Par­mi les gens de la rue, les enfants sur­tout n’ont plus ce reflexe de méfiance. D’ailleurs, à cause des Asso­cia­tions et des Fon­da­tions qui oeuvrent pour eux, mais aus­si des opé­ra­tions de police pri­vant leur sphère intime de toute chance d’exister, ils n’ont plus beau­coup de secrets. Ils ont aus­si fini par aimer être des objets d’attraction. Cepen­dant, c’est leur réac­tion spon­ta­née d’autrefois, dont j’ai été un proche témoin, qui était per­ti­nente. Ces gens ne vou­laient pas être mêlés à une quel­conque recherche.
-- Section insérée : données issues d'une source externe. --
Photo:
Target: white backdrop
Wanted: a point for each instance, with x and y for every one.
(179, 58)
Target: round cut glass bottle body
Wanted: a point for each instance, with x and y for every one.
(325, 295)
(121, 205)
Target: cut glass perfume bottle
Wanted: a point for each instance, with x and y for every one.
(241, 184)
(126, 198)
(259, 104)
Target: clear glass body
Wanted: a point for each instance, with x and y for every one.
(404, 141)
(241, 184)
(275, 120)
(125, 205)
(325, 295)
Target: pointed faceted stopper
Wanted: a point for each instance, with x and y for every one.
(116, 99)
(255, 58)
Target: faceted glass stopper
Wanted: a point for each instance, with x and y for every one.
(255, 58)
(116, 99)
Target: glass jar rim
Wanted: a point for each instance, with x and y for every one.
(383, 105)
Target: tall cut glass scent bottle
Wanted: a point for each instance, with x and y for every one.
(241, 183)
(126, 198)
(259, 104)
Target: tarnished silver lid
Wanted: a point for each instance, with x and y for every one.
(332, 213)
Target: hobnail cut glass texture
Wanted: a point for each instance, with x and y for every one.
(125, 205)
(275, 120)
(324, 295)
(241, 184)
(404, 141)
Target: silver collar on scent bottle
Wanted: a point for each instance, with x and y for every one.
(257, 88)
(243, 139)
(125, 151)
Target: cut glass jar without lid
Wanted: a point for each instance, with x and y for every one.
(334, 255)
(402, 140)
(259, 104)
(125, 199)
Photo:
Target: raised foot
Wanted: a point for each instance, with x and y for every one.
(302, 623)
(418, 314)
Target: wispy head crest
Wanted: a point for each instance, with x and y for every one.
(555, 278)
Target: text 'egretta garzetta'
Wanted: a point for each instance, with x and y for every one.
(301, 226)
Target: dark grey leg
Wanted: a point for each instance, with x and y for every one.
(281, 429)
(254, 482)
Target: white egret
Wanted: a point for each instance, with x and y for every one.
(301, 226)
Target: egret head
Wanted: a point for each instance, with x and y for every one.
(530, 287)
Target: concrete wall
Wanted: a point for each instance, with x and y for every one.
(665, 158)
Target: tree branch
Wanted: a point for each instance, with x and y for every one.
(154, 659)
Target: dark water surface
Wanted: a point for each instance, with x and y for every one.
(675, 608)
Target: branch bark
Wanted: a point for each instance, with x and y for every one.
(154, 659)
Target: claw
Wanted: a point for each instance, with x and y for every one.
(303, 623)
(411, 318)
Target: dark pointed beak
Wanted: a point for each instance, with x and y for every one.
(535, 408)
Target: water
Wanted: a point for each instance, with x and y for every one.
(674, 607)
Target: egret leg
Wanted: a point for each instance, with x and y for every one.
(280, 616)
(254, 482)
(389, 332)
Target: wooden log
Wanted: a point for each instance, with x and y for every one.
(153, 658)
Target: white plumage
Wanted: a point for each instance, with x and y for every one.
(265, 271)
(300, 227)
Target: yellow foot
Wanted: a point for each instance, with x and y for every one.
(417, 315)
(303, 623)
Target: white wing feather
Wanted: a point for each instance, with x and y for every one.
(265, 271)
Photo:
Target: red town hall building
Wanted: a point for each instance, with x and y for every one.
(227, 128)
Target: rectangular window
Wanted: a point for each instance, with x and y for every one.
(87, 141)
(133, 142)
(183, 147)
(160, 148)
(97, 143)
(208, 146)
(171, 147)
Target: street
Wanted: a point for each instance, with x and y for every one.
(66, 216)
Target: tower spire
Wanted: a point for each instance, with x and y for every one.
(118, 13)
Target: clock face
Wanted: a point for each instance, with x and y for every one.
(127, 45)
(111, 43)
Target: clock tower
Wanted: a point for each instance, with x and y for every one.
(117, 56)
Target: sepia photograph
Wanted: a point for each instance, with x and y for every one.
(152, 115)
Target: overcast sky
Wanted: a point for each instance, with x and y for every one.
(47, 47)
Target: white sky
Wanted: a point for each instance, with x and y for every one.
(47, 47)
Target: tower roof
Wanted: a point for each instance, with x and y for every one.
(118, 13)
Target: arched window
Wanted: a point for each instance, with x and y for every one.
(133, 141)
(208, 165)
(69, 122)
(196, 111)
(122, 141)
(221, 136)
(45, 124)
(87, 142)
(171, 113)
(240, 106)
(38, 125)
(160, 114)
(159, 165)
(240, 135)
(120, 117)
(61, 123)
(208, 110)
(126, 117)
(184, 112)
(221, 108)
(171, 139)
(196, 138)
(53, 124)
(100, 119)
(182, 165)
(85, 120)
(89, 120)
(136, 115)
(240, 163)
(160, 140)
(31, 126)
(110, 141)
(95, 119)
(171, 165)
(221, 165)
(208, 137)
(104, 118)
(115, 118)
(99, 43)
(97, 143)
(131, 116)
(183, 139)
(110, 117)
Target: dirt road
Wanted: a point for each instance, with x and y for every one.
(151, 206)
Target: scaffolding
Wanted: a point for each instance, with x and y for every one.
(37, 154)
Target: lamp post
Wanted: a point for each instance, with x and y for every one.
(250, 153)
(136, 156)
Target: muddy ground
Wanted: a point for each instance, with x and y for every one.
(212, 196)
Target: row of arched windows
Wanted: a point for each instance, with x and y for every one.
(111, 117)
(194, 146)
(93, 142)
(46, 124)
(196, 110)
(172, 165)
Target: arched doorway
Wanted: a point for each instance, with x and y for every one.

Se cam­pant hors de la socié­té, avec le fort sen­ti­ment d’être corps et âmes dans une benne à ordures, ces hommes et ces femmes ful­mi­naient contre la loupe gros­sis­sante que d’autres gens à l’aise tenaient sur leur exis­tence.

Cette colère n’est pas tou­jours expri­mée avec la rete­nue du vieux Tibé­tain, ni avec exa­cer­ba­tion, comme le font les gens de la rue. N’importe quelle per­sonne se sen­ti­rait agres­sée par des intru­sions visant son exis­tence contre sa volon­té. Celui qui est réi­fié dans une quel­conque étude uni­ver­si­taire ou à tra­vers une enquête média­ti­sée, en prend conscience au bout d’un cer­tain temps. Même s’il trouve cette situa­tion nor­male, en l’intériorisant, soit il s’en éloigne, soit il met à dis­tance le cher­cheur avec qui il a accep­té de s’entretenir. Cette mise à dis­tance n’influe pas le fait qu’il parle trop ou pas assez, mais plu­tôt la façon dont il parle de lui­même. Avant tout, il raconte ce qu’on attend de lui et parle de l’habit qu’on lui a taillé. Il verse dans la lit­té­ra­ture vic­ti­maire, par exemple, ou bien écha­faude inlas­sa­ble­ment la ver­sion fil­mique de son iden­ti­té ima­gi­naire… Ain­si, la véri­té est mas­quée, et le réel com­mence à se décli­ner selon les varia­tions d’une télé-réa­li­té.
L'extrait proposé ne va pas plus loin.